[Misc] Add args for selecting distributed executor to benchmarks (#5335)

2024-06-07 18:20:16 -07:00 · 2024-06-07 18:20:16 -07:00 · b3376e5c76
commit b3376e5c76
parent e69ded7d1c
2 changed files with 20 additions and 3 deletions
--- a/benchmarks/benchmark_latency.py
+++ b/benchmarks/benchmark_latency.py
@ -36,7 +36,8 @@ def main(args: argparse.Namespace):
              enable_chunked_prefill=args.enable_chunked_prefill,
              download_dir=args.download_dir,
              block_size=args.block_size,
-              gpu_memory_utilization=args.gpu_memory_utilization)
+              gpu_memory_utilization=args.gpu_memory_utilization,
              distributed_executor_backend=args.distributed_executor_backend)
    sampling_params = SamplingParams(
        n=args.n,
@ -221,5 +222,12 @@ if __name__ == '__main__':
                        help='the fraction of GPU memory to be used for '
                        'the model executor, which can range from 0 to 1.'
                        'If unspecified, will use the default value of 0.9.')
    parser.add_argument(
        '--distributed-executor-backend',
        choices=['ray', 'mp'],
        default=None,
        help='Backend to use for distributed serving. When more than 1 GPU '
        'is used, will be automatically set to "ray" if installed '
        'or "mp" (multiprocessing) otherwise.')
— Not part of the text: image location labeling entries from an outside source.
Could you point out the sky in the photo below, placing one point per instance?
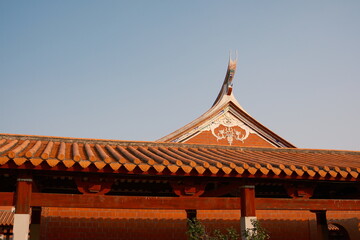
(139, 70)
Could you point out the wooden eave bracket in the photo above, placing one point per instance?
(94, 185)
(300, 190)
(188, 188)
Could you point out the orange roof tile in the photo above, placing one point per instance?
(76, 154)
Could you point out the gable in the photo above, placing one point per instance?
(227, 123)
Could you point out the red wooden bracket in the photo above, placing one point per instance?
(94, 185)
(300, 191)
(188, 188)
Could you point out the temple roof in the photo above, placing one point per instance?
(227, 123)
(111, 156)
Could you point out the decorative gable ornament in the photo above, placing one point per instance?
(230, 128)
(227, 122)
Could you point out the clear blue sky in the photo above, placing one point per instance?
(138, 70)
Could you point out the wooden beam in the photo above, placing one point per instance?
(307, 204)
(6, 199)
(200, 203)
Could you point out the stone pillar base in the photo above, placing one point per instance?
(246, 224)
(21, 226)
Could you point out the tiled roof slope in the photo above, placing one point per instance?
(75, 154)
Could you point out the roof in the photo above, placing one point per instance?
(96, 155)
(227, 120)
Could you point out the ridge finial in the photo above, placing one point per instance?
(227, 86)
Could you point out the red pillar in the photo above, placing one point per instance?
(321, 224)
(248, 214)
(35, 223)
(22, 208)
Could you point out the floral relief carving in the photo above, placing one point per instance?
(227, 127)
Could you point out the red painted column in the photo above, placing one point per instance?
(35, 223)
(321, 224)
(191, 214)
(248, 214)
(22, 208)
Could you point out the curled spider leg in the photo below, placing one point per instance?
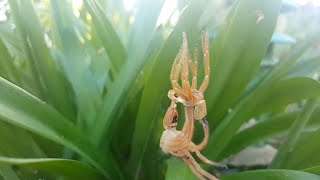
(205, 51)
(174, 75)
(193, 169)
(198, 167)
(194, 68)
(185, 68)
(193, 147)
(204, 159)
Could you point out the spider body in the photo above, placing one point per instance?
(179, 143)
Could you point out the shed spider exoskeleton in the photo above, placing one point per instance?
(179, 143)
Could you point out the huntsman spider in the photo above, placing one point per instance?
(179, 143)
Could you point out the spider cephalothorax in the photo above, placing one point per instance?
(179, 143)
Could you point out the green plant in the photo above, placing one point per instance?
(84, 97)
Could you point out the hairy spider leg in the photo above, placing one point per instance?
(205, 51)
(193, 147)
(204, 159)
(198, 167)
(185, 68)
(194, 67)
(174, 75)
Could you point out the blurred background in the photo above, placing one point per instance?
(84, 83)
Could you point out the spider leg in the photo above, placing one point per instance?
(193, 147)
(193, 169)
(174, 75)
(204, 159)
(205, 51)
(194, 67)
(185, 67)
(188, 127)
(198, 167)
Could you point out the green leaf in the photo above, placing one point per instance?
(74, 58)
(313, 170)
(137, 50)
(148, 122)
(24, 110)
(244, 110)
(109, 38)
(7, 173)
(51, 82)
(69, 169)
(177, 169)
(237, 51)
(306, 67)
(8, 138)
(287, 91)
(271, 175)
(304, 153)
(295, 132)
(268, 128)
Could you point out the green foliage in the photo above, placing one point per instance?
(83, 96)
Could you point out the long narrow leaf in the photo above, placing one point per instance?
(69, 169)
(22, 109)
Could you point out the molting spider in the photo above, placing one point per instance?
(179, 143)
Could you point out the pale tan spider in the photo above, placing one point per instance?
(179, 143)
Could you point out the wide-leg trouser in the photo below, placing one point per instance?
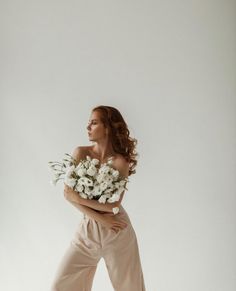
(91, 242)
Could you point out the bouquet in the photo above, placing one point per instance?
(102, 183)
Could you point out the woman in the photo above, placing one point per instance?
(101, 234)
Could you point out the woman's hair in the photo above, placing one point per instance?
(122, 143)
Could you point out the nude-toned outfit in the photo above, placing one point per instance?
(91, 242)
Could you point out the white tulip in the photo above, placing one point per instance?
(115, 210)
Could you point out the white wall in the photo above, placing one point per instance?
(169, 67)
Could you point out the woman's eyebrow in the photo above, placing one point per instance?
(94, 120)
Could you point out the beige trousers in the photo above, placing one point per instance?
(91, 242)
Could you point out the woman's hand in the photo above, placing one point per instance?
(70, 194)
(111, 222)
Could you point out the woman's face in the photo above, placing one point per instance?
(95, 127)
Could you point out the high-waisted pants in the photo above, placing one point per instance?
(91, 242)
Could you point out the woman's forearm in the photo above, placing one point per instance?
(95, 204)
(88, 211)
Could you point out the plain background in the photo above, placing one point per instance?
(169, 67)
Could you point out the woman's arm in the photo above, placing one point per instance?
(72, 196)
(90, 212)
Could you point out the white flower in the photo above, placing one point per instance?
(53, 182)
(92, 170)
(104, 169)
(103, 185)
(102, 199)
(115, 210)
(80, 171)
(83, 195)
(95, 162)
(115, 197)
(79, 188)
(88, 158)
(70, 182)
(70, 170)
(87, 190)
(85, 181)
(115, 174)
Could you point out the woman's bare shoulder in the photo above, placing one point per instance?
(81, 151)
(121, 164)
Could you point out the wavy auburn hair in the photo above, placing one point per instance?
(120, 138)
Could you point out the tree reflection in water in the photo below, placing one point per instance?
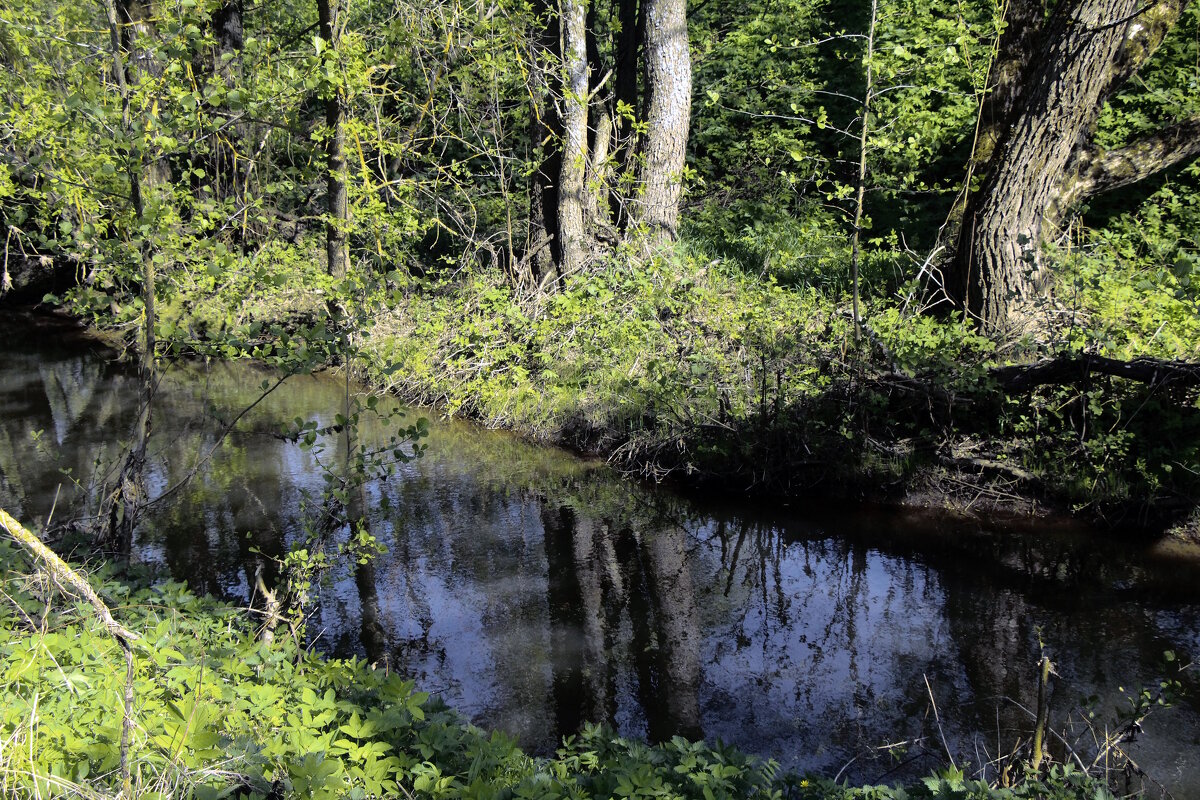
(535, 591)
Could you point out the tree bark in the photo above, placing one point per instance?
(575, 136)
(544, 245)
(124, 500)
(1081, 54)
(329, 19)
(669, 84)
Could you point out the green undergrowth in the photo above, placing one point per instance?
(694, 367)
(220, 714)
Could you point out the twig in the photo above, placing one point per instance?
(60, 571)
(939, 721)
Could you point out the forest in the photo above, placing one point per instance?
(937, 253)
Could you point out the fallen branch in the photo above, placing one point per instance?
(1069, 368)
(63, 573)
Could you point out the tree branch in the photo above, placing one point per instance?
(1096, 172)
(1068, 368)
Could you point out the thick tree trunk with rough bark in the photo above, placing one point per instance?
(329, 16)
(669, 84)
(123, 501)
(1037, 140)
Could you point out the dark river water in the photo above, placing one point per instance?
(535, 591)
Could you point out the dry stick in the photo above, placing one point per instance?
(939, 721)
(60, 571)
(1039, 728)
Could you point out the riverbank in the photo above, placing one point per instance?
(696, 373)
(221, 711)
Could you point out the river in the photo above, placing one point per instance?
(534, 590)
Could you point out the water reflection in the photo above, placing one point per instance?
(534, 591)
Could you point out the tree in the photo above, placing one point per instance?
(669, 85)
(331, 18)
(604, 155)
(1039, 150)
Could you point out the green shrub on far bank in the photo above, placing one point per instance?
(220, 714)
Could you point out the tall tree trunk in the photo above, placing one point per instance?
(227, 25)
(545, 132)
(631, 18)
(123, 503)
(1085, 50)
(669, 84)
(575, 136)
(600, 131)
(329, 20)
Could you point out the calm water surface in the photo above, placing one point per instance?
(535, 591)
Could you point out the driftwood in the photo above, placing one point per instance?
(63, 573)
(1069, 368)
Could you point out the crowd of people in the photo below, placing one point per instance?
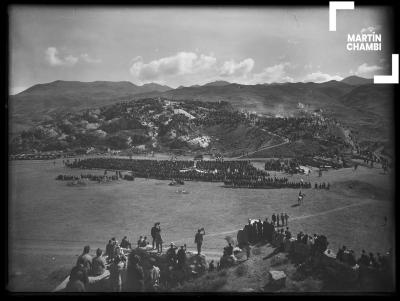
(90, 177)
(322, 185)
(185, 170)
(266, 182)
(287, 166)
(120, 258)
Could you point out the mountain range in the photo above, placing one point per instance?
(354, 100)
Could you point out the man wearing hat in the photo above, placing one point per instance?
(198, 239)
(171, 254)
(154, 275)
(181, 256)
(135, 275)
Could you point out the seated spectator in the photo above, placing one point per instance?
(211, 266)
(181, 256)
(372, 260)
(98, 264)
(228, 250)
(363, 260)
(154, 275)
(109, 250)
(340, 253)
(117, 266)
(171, 254)
(78, 279)
(351, 259)
(125, 243)
(140, 241)
(144, 242)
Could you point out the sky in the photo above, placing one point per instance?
(185, 46)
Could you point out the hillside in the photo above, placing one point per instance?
(42, 101)
(161, 125)
(356, 80)
(363, 109)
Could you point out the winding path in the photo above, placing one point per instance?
(286, 141)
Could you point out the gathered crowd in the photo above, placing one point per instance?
(234, 174)
(210, 171)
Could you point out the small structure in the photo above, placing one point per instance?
(277, 280)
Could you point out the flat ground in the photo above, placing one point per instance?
(51, 222)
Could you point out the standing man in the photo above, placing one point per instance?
(286, 218)
(198, 239)
(85, 259)
(273, 219)
(154, 275)
(181, 257)
(153, 233)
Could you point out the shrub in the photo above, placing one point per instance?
(241, 270)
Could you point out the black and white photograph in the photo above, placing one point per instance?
(201, 149)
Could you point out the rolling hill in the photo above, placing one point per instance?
(363, 107)
(43, 100)
(356, 80)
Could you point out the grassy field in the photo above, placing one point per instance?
(49, 222)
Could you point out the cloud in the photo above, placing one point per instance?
(273, 74)
(231, 68)
(293, 42)
(52, 57)
(183, 63)
(188, 68)
(371, 29)
(88, 59)
(17, 89)
(367, 71)
(319, 77)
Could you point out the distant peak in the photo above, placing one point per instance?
(218, 83)
(357, 80)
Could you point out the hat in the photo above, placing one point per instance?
(136, 259)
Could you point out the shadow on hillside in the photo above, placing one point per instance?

    args = parser.parse_args()
    main(args)
--- a/benchmarks/benchmark_throughput.py
+++ b/benchmarks/benchmark_throughput.py
@ -78,6 +78,7 @@ def run_vllm(
    enable_prefix_caching: bool,
    enable_chunked_prefill: bool,
    max_num_batched_tokens: int,
    distributed_executor_backend: Optional[str],
    gpu_memory_utilization: float = 0.9,
    download_dir: Optional[str] = None,
 ) -> float:
@ -100,6 +101,7 @@ def run_vllm(
        download_dir=download_dir,
        enable_chunked_prefill=enable_chunked_prefill,
        max_num_batched_tokens=max_num_batched_tokens,
        distributed_executor_backend=distributed_executor_backend,
    )
    # Add the requests to the engine.
@ -225,8 +227,8 @@ def main(args: argparse.Namespace):
            args.enforce_eager, args.kv_cache_dtype,
            args.quantization_param_path, args.device,
            args.enable_prefix_caching, args.enable_chunked_prefill,
-            args.max_num_batched_tokens, args.gpu_memory_utilization,
+            args.max_num_batched_tokens, args.distributed_executor_backend,
-            args.download_dir)
+            args.gpu_memory_utilization, args.download_dir)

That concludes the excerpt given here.